Wait, I din't hear about this? So the world was going to end and I wasn't prepared with 7 tons of machine guns, ammo, bottled water and twinkes? Better stark stocking up then, lol.

Seriously though, I wish people would stop with these theories on the world ending. They make no sense. What makes you think think the world is going to end on a charted specific time and date? If anything, it'll just come out of nowhere. And real talk, _no one knows when their world is going to end_, why waste time worrying about that while your still here?

Btw, I remember 12/21/12 because I was super sick with the flu, I seriously thought my world was going to end haha.


----------



## pillow bunny (Aug 16, 2015)

when I was 6 some kids in my class told me the world was going to end in 5 million years and I cried
then they said it was okay because we'd all be dead by then anyways

that was uh, probably not as reassuring as they thought it would be


----------



## mintellect (Aug 19, 2015)

KawaiiX3 said:


> I'm scared right now.
> But I highly doubt this will happen. I was 7 when December 21st, 2012 was around. I was scared to death and was super clingy to my mom. But look, I was 3 when June 6, 2006 was supposedly gonna happen.  So yeah, it's not gonna happen :0



I was those ages too, but I had no idea people were saying the world was gonna end on those days, so it was just a regular day for me. Although I remember seeing a newspaper a few years ago saying an asteroid was coming towards Earth and it would crash in November. It never happened.


----------



## jiny (Aug 19, 2015)

Magic Marshmallow said:


> I was those ages too, but I had no idea people were saying the world was gonna end on those days, so it was just a regular day for me. Although I remember seeing a newspaper a few years ago saying an asteroid was coming towards Earth and it would crash in November. It never happened.
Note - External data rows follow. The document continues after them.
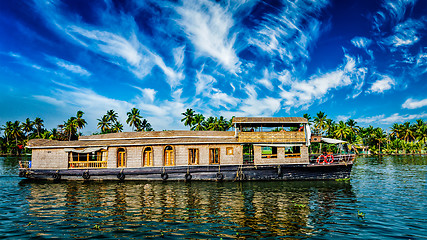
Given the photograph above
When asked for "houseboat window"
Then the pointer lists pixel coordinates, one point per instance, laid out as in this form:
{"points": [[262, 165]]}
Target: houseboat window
{"points": [[121, 157], [214, 155], [169, 156], [229, 151], [193, 156], [248, 154], [269, 152], [97, 159], [293, 152], [148, 157]]}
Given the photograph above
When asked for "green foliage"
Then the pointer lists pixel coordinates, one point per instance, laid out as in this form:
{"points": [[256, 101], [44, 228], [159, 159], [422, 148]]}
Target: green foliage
{"points": [[197, 122]]}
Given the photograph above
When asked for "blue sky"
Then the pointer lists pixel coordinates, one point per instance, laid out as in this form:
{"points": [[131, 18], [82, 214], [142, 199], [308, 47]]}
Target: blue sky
{"points": [[365, 60]]}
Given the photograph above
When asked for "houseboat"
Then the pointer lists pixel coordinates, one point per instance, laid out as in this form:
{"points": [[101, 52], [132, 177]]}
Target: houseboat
{"points": [[259, 148]]}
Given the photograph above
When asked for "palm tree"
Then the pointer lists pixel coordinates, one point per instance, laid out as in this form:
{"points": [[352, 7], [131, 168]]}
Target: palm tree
{"points": [[104, 124], [188, 117], [112, 116], [407, 131], [198, 123], [330, 127], [421, 134], [380, 137], [117, 127], [27, 126], [209, 124], [38, 124], [134, 118], [308, 117], [7, 128], [79, 121], [342, 130], [144, 126]]}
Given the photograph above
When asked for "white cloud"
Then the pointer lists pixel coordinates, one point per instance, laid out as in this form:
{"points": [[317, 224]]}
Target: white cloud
{"points": [[394, 118], [397, 8], [119, 41], [204, 83], [291, 34], [266, 80], [343, 118], [414, 104], [74, 68], [361, 42], [208, 26], [79, 98], [252, 106], [217, 98], [303, 93], [383, 84]]}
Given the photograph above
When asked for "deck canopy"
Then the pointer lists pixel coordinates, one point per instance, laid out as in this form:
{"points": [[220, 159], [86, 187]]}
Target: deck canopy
{"points": [[332, 141], [85, 150], [269, 121]]}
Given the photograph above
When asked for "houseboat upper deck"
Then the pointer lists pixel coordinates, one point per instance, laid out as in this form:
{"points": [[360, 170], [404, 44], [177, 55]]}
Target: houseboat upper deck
{"points": [[257, 149]]}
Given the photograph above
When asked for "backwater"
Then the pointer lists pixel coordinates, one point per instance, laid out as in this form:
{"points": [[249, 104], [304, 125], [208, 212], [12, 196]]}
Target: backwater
{"points": [[385, 198]]}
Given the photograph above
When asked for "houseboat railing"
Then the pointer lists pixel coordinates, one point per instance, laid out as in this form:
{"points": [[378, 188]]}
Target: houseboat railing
{"points": [[87, 164], [292, 155], [337, 158]]}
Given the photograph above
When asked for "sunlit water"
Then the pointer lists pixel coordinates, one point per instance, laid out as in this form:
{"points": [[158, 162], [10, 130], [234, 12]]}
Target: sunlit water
{"points": [[391, 192]]}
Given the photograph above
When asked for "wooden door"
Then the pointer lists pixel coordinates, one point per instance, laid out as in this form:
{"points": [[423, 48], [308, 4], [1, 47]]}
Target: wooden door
{"points": [[169, 156], [147, 157]]}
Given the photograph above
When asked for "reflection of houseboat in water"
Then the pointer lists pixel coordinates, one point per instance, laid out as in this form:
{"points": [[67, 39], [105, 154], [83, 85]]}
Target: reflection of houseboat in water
{"points": [[252, 152]]}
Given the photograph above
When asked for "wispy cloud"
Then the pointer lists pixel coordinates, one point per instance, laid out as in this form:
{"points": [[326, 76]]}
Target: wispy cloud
{"points": [[394, 118], [79, 98], [303, 93], [74, 68], [411, 103], [291, 34], [209, 27], [215, 97], [405, 34], [361, 42], [119, 42], [254, 106]]}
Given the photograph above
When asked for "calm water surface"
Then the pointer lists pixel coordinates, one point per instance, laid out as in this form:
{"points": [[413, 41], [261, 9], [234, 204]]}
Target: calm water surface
{"points": [[390, 191]]}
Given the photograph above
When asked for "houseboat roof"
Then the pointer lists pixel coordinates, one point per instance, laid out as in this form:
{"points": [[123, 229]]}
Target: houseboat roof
{"points": [[269, 120], [139, 139]]}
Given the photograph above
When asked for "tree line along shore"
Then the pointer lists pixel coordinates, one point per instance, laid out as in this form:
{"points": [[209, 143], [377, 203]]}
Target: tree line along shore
{"points": [[404, 138]]}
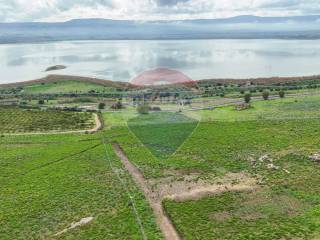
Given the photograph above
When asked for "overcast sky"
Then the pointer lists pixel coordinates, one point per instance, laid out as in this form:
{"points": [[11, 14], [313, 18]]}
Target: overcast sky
{"points": [[62, 10]]}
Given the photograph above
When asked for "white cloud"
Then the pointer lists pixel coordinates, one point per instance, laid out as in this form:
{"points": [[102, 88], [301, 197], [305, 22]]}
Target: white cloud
{"points": [[61, 10]]}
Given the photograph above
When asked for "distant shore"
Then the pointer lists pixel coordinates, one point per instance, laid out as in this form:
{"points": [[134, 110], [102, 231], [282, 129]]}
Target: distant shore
{"points": [[104, 82]]}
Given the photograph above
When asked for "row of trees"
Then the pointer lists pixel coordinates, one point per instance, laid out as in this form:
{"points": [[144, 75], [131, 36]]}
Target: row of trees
{"points": [[265, 95]]}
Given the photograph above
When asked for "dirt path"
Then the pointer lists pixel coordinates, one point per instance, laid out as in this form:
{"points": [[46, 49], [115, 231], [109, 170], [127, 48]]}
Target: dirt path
{"points": [[156, 190], [96, 128], [163, 220], [190, 188]]}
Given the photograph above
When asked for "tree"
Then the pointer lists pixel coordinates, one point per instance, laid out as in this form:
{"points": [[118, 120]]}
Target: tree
{"points": [[102, 106], [143, 109], [247, 97], [117, 105], [265, 95], [281, 94]]}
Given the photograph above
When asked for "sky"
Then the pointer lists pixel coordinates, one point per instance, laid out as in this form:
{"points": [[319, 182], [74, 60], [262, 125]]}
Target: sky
{"points": [[63, 10]]}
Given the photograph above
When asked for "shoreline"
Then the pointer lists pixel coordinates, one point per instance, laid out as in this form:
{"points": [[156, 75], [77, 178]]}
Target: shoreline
{"points": [[104, 82]]}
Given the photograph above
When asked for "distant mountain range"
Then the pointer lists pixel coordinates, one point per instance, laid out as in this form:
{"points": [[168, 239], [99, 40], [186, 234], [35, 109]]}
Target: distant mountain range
{"points": [[243, 27]]}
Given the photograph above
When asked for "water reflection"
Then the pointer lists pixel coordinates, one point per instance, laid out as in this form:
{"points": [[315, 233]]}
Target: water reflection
{"points": [[199, 59]]}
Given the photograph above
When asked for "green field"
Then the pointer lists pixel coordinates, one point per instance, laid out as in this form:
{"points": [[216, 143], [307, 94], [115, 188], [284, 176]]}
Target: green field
{"points": [[63, 87], [16, 120], [51, 181], [286, 203]]}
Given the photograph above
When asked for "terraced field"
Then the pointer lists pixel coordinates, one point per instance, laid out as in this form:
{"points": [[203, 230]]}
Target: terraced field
{"points": [[217, 174], [16, 120], [283, 200], [63, 87], [49, 182]]}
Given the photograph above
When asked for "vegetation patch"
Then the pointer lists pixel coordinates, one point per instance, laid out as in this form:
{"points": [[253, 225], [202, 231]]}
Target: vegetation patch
{"points": [[16, 120], [163, 133]]}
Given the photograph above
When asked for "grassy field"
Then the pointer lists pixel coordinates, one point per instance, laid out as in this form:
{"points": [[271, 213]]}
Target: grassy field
{"points": [[49, 182], [16, 120], [286, 203], [287, 108], [63, 87]]}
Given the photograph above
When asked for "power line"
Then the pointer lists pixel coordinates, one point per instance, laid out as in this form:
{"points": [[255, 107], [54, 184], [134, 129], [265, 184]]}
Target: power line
{"points": [[125, 186]]}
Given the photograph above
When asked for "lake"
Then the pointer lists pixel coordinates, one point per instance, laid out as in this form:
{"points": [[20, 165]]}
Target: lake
{"points": [[199, 59]]}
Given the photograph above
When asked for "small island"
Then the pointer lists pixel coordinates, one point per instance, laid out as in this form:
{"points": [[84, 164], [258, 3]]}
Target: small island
{"points": [[56, 67]]}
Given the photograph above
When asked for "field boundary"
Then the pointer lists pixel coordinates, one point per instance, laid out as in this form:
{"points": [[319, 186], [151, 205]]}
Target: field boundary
{"points": [[164, 222], [98, 126]]}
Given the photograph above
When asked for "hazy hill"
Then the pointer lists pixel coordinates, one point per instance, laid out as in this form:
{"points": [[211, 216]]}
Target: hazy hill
{"points": [[301, 27]]}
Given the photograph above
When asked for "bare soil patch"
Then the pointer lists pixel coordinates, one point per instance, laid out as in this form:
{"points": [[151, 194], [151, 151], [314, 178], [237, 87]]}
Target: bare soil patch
{"points": [[182, 188]]}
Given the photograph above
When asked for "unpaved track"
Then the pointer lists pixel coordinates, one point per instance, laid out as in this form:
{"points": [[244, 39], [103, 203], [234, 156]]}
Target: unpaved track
{"points": [[97, 127], [163, 220], [180, 192]]}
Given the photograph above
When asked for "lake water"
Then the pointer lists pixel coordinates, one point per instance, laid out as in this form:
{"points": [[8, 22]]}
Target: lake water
{"points": [[199, 59]]}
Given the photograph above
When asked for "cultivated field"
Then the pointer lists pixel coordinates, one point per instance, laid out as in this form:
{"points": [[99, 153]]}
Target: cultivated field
{"points": [[49, 182], [222, 173], [231, 179], [16, 120]]}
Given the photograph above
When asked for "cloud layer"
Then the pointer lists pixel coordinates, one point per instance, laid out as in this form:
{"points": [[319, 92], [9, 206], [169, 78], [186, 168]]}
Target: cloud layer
{"points": [[61, 10]]}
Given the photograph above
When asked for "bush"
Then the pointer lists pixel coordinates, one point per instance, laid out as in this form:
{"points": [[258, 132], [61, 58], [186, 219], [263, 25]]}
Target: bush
{"points": [[155, 109], [281, 94], [117, 105], [247, 97], [143, 109], [265, 95], [102, 106]]}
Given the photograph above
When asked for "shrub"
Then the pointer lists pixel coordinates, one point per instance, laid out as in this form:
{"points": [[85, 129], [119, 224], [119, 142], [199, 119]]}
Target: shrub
{"points": [[265, 95], [155, 109], [247, 97], [117, 105], [102, 106], [143, 109], [281, 94]]}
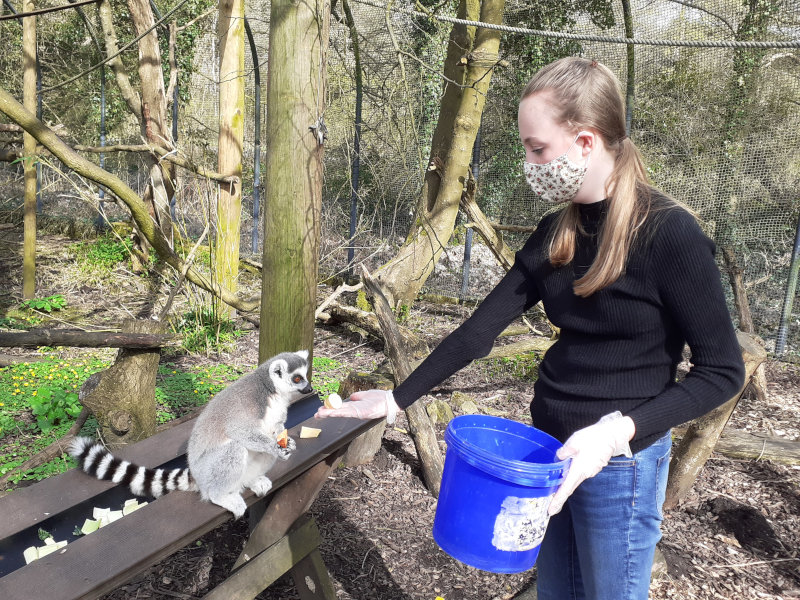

well I was weird back then


----------



## Hamusuta (Aug 19, 2015)

Magic Marshmallow said:


> I was those ages too, but I had no idea people were saying the world was gonna end on those days, so it was just a regular day for me. Although I remember seeing a newspaper a few years ago saying an asteroid was coming towards Earth and it would crash in November. It never happened.



Misty Marshmallow is my friends drag queen name and I thought your name was misty marshmallow for a second and I was about to scream. I am v disappointed :'(


----------



## mintellect (Aug 19, 2015)

I think I do remember some day in December, there was a ton of snow and the lights went out in school and we had to go home early. That might've been the 21st.


----------



## Hamusuta (Aug 20, 2015)

Magic Marshmallow said:


> I think I do remember some day in December, there was a ton of snow and the lights went out in school and we had to go home early. That might've been the 21st.



misty marshmallow pls


----------



## ApolloJusticeAC (Aug 20, 2015)

MyLifeIsCake said:


> Wait, I din't hear about this? So the world was going to end and I wasn't prepared with 7 tons of machine guns, ammo, bottled water and twinkes? Better stark stocking up then, lol.
> 
> Seriously though, I wish people would stop with these theories on the world ending. They make no sense. What makes you think think the world is going to end on a charted specific time and date? If anything, it'll just come out of nowhere. And real talk, _no one knows when their world is going to end_, why waste time worrying about that while your still here?
> 
> Btw, I remember 12/21/12 because I was super sick with the flu, I seriously thought my world was going to end haha.


omg that happened to me too xp. i was just a 7 year old kid watching cheap cool crazy on the start channel thinking about death.


----------